Serena touched his arm. "You need help getting up the stairs?"

"Thankfully, I don't," he said. He moved from the room with a shuffling gait that nevertheless propelled him at nearly normal speeds. As he passed the basement, he reached over and opened the door. The dog must have been lurking at the top of the stairs because he appeared at once and trotted after the old man, glancing back at us with satisfaction.

As Serena turned back to me, she sighed in exasperation. "That man is so stubborn, he drives me nuts. I've never had children, but surely parents are worse. Ah, well. Enough. I'm sure you didn't come here to listen to my gripes. You said you had a question."

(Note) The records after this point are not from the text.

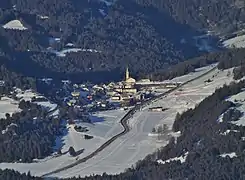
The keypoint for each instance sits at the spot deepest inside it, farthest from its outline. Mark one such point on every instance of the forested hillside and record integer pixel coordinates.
(218, 16)
(203, 143)
(124, 33)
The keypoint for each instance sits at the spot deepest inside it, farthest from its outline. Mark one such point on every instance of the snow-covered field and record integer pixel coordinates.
(8, 105)
(136, 144)
(29, 94)
(14, 24)
(101, 131)
(240, 98)
(237, 42)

"I'm looking for some money Lorna might have had when she died. Apparently she closed out a bank account on Friday of that week. As far as I can see, there's twenty thousand dollars unaccounted for. I wondered if you'd seen any cash on the premises."

Serena put a hand to her chest in surprise. "She had that kind of money? That's incredible."

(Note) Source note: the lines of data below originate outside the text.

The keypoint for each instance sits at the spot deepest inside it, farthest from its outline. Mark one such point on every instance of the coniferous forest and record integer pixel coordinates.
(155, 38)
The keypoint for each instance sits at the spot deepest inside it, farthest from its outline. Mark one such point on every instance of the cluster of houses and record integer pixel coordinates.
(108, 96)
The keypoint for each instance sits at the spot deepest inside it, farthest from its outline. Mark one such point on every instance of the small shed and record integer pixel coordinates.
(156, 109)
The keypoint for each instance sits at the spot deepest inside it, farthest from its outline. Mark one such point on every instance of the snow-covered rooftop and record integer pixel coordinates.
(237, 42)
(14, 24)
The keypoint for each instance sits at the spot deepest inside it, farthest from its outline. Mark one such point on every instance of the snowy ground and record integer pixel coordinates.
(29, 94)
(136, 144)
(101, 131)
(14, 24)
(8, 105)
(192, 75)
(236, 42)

"She actually had quite a bit more, but this is the only money that seems to be missing."

"I can tell I'm in the wrong business. Wait till Roger hears this."

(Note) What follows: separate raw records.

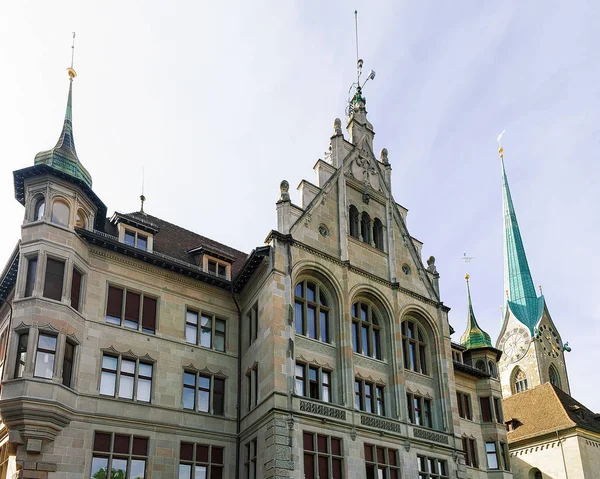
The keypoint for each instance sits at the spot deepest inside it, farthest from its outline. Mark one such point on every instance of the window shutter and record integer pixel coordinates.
(149, 314)
(115, 302)
(486, 413)
(132, 307)
(53, 283)
(75, 289)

"You didn't see any sign of it the day you found the body? Might have been a cashier's check."

"Not me. Ask her landlord. I didn't even go in."

"And he did?"

"Well, it was only for a minute, but I'm sure he did."

"He told me once he caught the smell, he turned right around and went back to his place and called the cops."

"That's true, but then while we were waiting for the police to show up, he opened the door and went in."

"To do what?"

Serena shook her head. "I don't know. I guess I thought he wanted to see what it was. I'd forgotten all about it till you brought it up."

13

When I got back to my apartment, Danielle was standing on my doorstep in a shallow pool of light. Her long legs were bare, capped by the shortest pink miniskirt on record. She wore black high heels, a black tank top, and a varsity letter jacket with a big black F across the back. Her hair was so long that it extended below the bottom of the jacket in the back. She smiled when she caught sight of me crossing the yard. "Oh, hey. I thought you were gone. I came to get my dime. The IRS says I'm short on my estimated income tax."